From cancer-sniffing dogs to music therapy for pain, here’s what is making headlines in the cancer space this week.
Cancer-sniffing dogs are 97% accurate in identifying lung cancer. According to a double-blind study published in The Journal of the American Osteopathic Association, three beagles were selected for their strong sense of smell, trained over the course of eight weeks and demonstrated that they are capable of accurately identifying lung cancer by scent. The dogs were able to differentiate between blood serum samples from patients with advanced non-small cell lung cancer and samples from patients without cancer. Researchers said the beagles’ abilities may lead to the advancement of safe, efficacious and inexpensive tools for mass cancer screening.
"We're using the dogs to sort through the layers of scent until we identify the tell-tale biomarkers," said Dr. Thomas Quinn, lead study author and professor at Lake Erie College of Osteopathic Medicine. "There is still a great deal of work ahead, but we're making good progress."

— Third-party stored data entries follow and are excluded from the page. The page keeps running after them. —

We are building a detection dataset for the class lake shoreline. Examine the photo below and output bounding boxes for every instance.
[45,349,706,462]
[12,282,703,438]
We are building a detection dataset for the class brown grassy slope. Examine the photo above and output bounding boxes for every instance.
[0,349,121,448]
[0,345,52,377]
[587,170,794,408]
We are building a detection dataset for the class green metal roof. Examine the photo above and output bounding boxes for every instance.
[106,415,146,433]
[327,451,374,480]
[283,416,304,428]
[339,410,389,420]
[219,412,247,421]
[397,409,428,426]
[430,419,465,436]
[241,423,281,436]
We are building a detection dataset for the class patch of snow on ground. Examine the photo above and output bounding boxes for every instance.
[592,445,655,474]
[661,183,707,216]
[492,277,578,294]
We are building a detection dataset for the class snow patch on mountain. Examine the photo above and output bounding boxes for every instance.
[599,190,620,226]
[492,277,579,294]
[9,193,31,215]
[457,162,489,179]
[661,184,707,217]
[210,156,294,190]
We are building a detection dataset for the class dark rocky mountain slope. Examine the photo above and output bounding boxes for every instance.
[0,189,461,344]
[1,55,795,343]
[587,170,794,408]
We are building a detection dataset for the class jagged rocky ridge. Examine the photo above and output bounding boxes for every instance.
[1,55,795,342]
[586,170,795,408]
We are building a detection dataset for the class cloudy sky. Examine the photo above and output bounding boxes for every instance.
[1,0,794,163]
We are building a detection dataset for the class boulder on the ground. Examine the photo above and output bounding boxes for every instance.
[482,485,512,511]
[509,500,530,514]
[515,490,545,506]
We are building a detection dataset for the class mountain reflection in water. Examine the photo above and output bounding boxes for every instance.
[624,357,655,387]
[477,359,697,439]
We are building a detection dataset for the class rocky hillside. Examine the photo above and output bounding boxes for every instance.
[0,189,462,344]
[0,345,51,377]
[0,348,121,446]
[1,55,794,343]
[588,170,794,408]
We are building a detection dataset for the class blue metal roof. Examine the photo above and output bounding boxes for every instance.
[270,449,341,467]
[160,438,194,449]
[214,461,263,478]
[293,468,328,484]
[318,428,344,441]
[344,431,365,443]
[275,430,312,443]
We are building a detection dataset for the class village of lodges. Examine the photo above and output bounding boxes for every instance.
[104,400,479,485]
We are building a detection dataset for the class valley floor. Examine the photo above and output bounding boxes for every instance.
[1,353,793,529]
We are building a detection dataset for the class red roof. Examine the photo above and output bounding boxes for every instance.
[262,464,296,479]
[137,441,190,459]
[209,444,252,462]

In a follow-up study, Quinn and his research team will see if the dogs are able to identify lung, breast and colorectal cancer using samples collected by the patient breathing into a face mask, according to the American Association for the Advancement of Science.
Listening to music can ease cancer-related pain, fatigue, loss of appetite and difficulty concentrating, according to research conducted in Taiwan. Research published in the European Journal of Cancer Care found that patients with cancer assigned to listen to 30 minutes of music five times a week had “noticeably reduced side effects of cancer and its treatment over 24 weeks," Reuters reported.
The study was conducted by monitoring 60 female patients with breast cancer. Participants were given an MP3 player with two different types of musical selections. Patients rated their symptoms on a numerical scale, and the average symptom severity scores of the music therapy group had dropped by nearly nine points after 24 weeks, according to the study. Pain scores and overall fatigue scores also lowered with music therapy.
“Music therapy is convenient, does not involve invasive procedures, and can easily be used by people in the comfort of their homes. Home-based music interventions can also be used with no cost,” said senior study author Kuei-Ru Chou, of Taipei Medical University, told Reuters Health.
The researchers are interested in understanding the how and why behind music therapy reducing cancer-related symptoms and pain. Listening to music promotes endorphins, dopamine and serotonin in the brain, “feel-good” chemicals, and may distract patients from the negative emotions, the study authors hypothesized. Study participants said the music helped their physical and psychological well-being because it distanced them from negative thoughts about cancer, according to Reuters.
A young patient with cancer had one of his dreams come true when he was sworn in as a member of the Parma, Ohio, Police Department as a gift from A Special Wish Foundation. Seven-year-old Liam Martin, who received a diagnosis of acute lymphoblastic leukemia (ALL) in 2018, was given a tour of the police station, got to meet the K-9 unit and the Cleveland Cavaliers’ mascot, Sir CC — all through A Special Wish Foundation, Inc., a non-profit charitable organization dedicated to granting the wishes of children diagnosed with a life-threatening disorder.
“Jeopardy!” champion James Holzhauer has made a donation in Alex Trebek’s name to a Naperville, Illinois, pancreatic cancer walk. Alex Trebek announced his diagnosis during filming of the season that Holzhauer, the “Jeopardy!” champion who won 32 games and $2,462,216, appeared in. He thanked Holzhauer’s daughter, Natasha, on the show for a handmade get-well card. After hearing about the get-well card, Ann Zediker, also from Naperville, contacted Holzhauer about participating in the 2019 Naperville Pancreatic Cancer Reach Walk on July 14, according to the Chicago Tribune. "My gut told me it was the right thing to do," said Zediker, whose father lost his life to pancreatic cancer in 2010, just five months after being diagnosed. "It couldn't hurt."
Holzhauer, who is not able to attend the walk, donated $1,109.14 towards the event. The amount reflects the birthday of his daughter, whose well-wishes to Trebek set the events in motion.
From left: James Holzhauer; Alex Trebek. Image courtesy of @James_Holzhauer via Instagram.
A 2-year-old girl with a rare form of ovarian cancer has been declared cancer-free. McKenna Shea Xydias’ doctors believe she will only continue to get better. Xydias, of Senoia, Georgia, had an ovarian yolk sac tumor, according to “Good Morning America,” and went through four rounds of chemotherapy.
Meagan Xydias, the toddler’s mother, refers to her daughter as her “hero” and a “rock star” for beating this disease and is grateful they were tipped off to the child’s health issues by daycare. "Trust your gut when it comes to your or your child's health, and there's the life aspect of, 'Enjoy every minute,'" she said.
Xydias’ father, Mike, added, “She is a ball of energy and a stereotypical 2-year-old. She’s the youngest child, where she is the boss and she’s extremely stubborn, which a great character trait in going to fight cancer. She doesn’t let anything stop her.”